The second conjecture asks about an exact formula for a companion sequence of a(n). Both conjectures as well as many numerical congruences involving a(n) and (2n+1)a(n) were solved by Kh. Hessami Pilehrood and T. Hessami Pilehrood, see the link below. (End)
This is the even bisection of A078531 divided by 2. The odd bisection divided by 2 is A281733. - Akiva Weinberger, Dec 09 2024
LINKS
Indranil Ghosh, Table of n, a(n) for n = 1..450
Khodabakhsh Hessami Pilehrood and Tatiana Hessami Pilehrood, Jacobi polynomials and congruences involving some higher-order Catalan numbers and binomial coefficients, preprint, arXiv:1504.07944 [math.NT], 2015.
Khodabakhsh Hessami Pilehrood and Tatiana Hessami Pilehrood, Jacobi Polynomials and Congruences Involving Some Higher-Order Catalan Numbers and Binomial Coefficients, J. Int. Seq. 18 (2015) 15.11.7.
Guo-Shuai Mao, Congruences involving Fermat quotients and Euler polynomials, ResearchGate 2025. See p. 2.
Mark Roger Sepanski, On Divisibility of Convolutions of Central Binomial Coefficients, Electronic Journal of Combinatorics, 21 (1) 2014, #P1.32.
Zhi-Wei Sun, Products and sums divisible by central binomial coefficients, preprint, arXiv:1004.4623 [math.NT], 2010.
Zhi-Wei Sun, Open conjectures on congruences, preprint, arXiv:0911.5665 [math.NT], 2009-2011.
Brian Y. Sun and J. X. Meng, Proof of a Conjecture of Z.-W. Sun on Trigonometric Series, arXiv preprint arXiv:1606.08153 [math.CO], 2016.
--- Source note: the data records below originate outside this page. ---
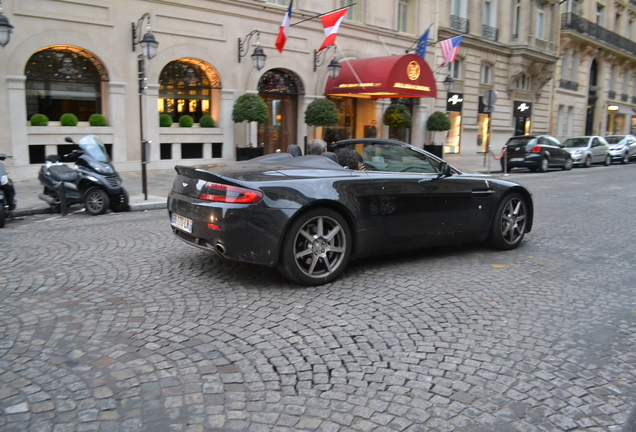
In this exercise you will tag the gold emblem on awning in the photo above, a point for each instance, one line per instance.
(413, 70)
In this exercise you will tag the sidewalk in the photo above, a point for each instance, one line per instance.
(159, 183)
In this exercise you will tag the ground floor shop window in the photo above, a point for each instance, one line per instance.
(64, 79)
(188, 86)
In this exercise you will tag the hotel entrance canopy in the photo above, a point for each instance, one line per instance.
(383, 77)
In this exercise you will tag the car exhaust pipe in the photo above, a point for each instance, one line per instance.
(220, 249)
(48, 199)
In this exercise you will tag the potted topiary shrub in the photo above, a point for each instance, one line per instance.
(397, 117)
(165, 120)
(186, 121)
(437, 122)
(39, 120)
(97, 120)
(207, 121)
(322, 112)
(68, 119)
(250, 108)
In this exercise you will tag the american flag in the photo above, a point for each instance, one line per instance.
(449, 49)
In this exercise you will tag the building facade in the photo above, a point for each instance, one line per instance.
(81, 58)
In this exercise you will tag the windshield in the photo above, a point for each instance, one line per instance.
(575, 142)
(378, 156)
(94, 147)
(615, 139)
(521, 141)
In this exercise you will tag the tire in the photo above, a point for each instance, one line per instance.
(509, 222)
(96, 201)
(121, 204)
(625, 158)
(310, 257)
(2, 214)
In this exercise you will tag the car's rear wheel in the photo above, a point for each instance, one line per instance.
(509, 222)
(96, 201)
(316, 247)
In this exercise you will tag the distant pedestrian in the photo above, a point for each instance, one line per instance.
(372, 131)
(316, 147)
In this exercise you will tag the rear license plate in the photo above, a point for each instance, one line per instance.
(181, 223)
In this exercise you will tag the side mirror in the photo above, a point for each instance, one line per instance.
(444, 170)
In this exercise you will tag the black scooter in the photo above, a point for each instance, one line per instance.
(94, 182)
(8, 201)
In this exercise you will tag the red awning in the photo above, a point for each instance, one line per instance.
(383, 77)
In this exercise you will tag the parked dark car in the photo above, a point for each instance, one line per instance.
(622, 147)
(535, 152)
(308, 215)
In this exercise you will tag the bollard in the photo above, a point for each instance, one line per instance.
(62, 194)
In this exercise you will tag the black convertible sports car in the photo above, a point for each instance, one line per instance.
(308, 215)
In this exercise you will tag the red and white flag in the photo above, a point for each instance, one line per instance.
(331, 23)
(284, 29)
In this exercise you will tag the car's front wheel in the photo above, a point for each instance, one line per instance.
(509, 223)
(316, 248)
(96, 201)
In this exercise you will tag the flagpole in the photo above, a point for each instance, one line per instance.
(318, 16)
(418, 39)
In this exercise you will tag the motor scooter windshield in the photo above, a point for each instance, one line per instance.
(94, 147)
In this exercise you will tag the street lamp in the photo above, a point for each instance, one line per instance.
(148, 49)
(258, 57)
(5, 29)
(319, 59)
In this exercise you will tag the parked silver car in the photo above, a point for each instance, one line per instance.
(588, 150)
(622, 147)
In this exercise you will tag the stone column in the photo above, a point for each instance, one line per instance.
(117, 119)
(225, 121)
(17, 119)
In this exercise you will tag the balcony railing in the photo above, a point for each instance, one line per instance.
(570, 21)
(459, 24)
(490, 33)
(569, 85)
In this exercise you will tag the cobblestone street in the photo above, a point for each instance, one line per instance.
(109, 323)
Chen Wang and Hui-Li Han, Supercongruences involving binomial coefficients and Euler polynomials, arXiv:2407.19882 [math.NT], 2024. See p. 2.
Xiran Zhang and Guo-Shuai Mao, Congruences involving binomial coefficients and Legendre symbol, ResearchGate (2024). See p. 10.
FORMULA
G.f.: (1-6*s)/((12*s-1)*(8*s-2)) - 1/2, where x+(3*s-1)*(12*s-1)^2*s*(4*s-1)^2 = 0. - Mark van Hoeij, May 06 2013
a(n) ~ 2^(2*n-3) * 3^(3*n) / (sqrt(Pi) * n^(3/2)). - Vaclav Kotesovec, Jan 09 2023
From Peter Bala, Feb 21 2023: (Start)
a(n+1) = 6*(6*n + 1)*(6*n + 5)/((n + 1)*(2*n + 3))*a(n).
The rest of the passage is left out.